Was tut also die Stadt München im Sommer 2024 in der nächsten Hitzewelle, die ja durchaus in wenigen Monaten, wenn nicht Wochen über den Münchner Dächern flirren könnte? „An kühlen Räumen und Trinkbrunnen, da sind wir im Augenblick dran”, sagt die Grünenpolitikerin Langmeier. Darüber wolle der Gesundheitsausschuss, wenn alles nach Plan läuft, im Juni beraten, sagt Langmeier. Ein bereits geltender Hitzeaktionsplan für München solle im Sommer angepasst werden. „Kühle Räume sind gut, wenn man unterwegs ist, aber die Stadt muss so sein, dass man sich auch in der Wohnung wohl fühlen kann”, sagt Langmeier. Dafür brauche es vor allem Entsiegelung und mehr Grün – zuvorderst in der Innenstadt. Auch die Bebauung von bisherigen Freiflächen ist ein Problem. So fordert der Seniorenbeirat der Landeshauptstadt München Frischluftschneisen auszubauen und zu erhalten. Frischluftschneisen sind Wege oder Korridore, die kühlere und frischere Luft von ländlichen Gegenden oder Gewässern in die Städte leiten.

Inspiration für weitere Maßnahmen kommt aus Frankreich: Paris bietet seinen Bürger*innen während Hitzewellen Zugang zu öffentlichen Schwimmbädern und setzt mobile Trinkwasserstationen ein.

Auch Wirtschaft braucht Hitzeschutz

Aber nicht nur die Gesundheit, sondern auch die Wirtschaft profitiert von einer kühleren Stadt.
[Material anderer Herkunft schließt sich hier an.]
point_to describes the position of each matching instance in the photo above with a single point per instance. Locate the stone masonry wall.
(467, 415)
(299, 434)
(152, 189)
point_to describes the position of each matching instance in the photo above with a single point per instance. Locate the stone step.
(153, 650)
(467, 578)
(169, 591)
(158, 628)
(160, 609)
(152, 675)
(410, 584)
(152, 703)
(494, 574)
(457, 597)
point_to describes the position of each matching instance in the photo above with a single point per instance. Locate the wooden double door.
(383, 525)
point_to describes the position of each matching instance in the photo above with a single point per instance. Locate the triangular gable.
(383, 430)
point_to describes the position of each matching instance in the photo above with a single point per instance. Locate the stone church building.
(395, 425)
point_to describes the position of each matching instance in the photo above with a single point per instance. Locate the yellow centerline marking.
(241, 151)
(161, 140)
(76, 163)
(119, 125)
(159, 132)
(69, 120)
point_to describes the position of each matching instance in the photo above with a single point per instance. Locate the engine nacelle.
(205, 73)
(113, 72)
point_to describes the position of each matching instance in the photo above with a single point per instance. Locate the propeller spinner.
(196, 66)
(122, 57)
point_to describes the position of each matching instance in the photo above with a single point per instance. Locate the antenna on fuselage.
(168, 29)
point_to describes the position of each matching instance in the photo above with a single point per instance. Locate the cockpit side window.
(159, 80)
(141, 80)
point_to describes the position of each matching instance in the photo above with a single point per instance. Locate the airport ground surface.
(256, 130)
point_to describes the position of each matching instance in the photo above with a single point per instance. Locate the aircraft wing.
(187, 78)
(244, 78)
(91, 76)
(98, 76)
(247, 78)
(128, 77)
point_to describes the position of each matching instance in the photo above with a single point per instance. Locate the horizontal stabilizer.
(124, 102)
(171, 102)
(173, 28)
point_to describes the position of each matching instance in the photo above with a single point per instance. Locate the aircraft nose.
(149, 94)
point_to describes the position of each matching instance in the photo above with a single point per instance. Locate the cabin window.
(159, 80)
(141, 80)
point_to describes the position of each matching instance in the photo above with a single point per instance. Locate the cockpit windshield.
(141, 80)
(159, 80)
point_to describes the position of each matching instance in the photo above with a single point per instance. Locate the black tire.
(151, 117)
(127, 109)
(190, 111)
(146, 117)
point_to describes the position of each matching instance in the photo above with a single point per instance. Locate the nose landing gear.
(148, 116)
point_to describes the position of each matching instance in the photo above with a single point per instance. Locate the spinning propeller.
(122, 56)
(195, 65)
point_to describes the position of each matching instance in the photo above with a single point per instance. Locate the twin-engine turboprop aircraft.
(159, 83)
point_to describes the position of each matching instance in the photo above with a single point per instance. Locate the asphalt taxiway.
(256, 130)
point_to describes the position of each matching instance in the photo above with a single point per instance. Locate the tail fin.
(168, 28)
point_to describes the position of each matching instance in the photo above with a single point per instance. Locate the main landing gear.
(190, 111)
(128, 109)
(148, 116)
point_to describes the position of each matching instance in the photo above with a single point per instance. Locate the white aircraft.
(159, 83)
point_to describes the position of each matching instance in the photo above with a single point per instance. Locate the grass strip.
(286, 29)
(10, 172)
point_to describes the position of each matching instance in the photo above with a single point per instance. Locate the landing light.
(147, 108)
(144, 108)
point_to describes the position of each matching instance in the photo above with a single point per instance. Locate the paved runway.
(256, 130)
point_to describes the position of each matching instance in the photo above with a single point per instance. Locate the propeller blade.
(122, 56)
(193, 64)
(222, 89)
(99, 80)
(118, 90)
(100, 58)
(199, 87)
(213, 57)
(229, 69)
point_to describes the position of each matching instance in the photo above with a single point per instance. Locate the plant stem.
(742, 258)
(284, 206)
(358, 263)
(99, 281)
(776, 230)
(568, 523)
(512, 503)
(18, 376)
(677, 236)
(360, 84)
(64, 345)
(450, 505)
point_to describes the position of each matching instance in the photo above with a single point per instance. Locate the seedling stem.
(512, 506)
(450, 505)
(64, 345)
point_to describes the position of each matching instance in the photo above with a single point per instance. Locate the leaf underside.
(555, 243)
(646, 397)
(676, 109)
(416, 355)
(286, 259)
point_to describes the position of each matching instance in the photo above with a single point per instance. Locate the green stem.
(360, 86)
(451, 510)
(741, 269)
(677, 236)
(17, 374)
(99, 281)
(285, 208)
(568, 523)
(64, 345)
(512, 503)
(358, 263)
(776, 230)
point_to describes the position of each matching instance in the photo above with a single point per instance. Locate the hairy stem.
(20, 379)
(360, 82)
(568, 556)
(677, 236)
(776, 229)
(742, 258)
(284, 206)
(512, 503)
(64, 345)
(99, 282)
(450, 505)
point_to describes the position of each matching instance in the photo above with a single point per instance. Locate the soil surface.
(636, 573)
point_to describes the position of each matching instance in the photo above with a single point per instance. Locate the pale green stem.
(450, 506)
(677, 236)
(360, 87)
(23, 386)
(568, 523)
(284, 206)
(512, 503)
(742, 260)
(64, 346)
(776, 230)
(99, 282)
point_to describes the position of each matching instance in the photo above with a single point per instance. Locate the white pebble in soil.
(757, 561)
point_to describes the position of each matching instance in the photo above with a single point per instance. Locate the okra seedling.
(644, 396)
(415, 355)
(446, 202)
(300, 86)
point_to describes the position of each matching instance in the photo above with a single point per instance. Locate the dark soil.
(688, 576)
Hitze dagegen schadet ihr. Hohe Temperaturen greifen die Infrastruktur an. Menschen können bei hohen Temperaturen im Freien nicht mehr risikofrei arbeiten. Asphalt etwa kann bei extremer Hitze schmelzen und Spurrinnen bilden. Auch das Material von Brücken und Gebäuden kann sich ausdehnen. Der hohe Bedarf an Kühlung kann das Stromnetz überlasten und zu Stromausfällen führen. Insgesamt verursachte der Klimawandel nach Schätzungen des Bundesministeriums für Wirtschaft und Klima in den Jahren 2000 bis 2021 bereits Schäden in Höhe von mindestens 145 Mrd. Euro. Bis zum Jahr 2050 könnten sich die Schäden auf 280 bis 900 Mrd. Euro belaufen. Zum Vergleich: Die gesamten geplanten Ausgaben im Bundeshalt 2024 liegen bei etwa 477 Mrd. Euro.

Wie wirksam die Bemühungen in München sind, Menschen und Wirtschaft vor Hitze zu schützen, wird die Fortschreibung des kommunalen Hitzeaktionsplan zeigen – und die nächste Hitzewelle.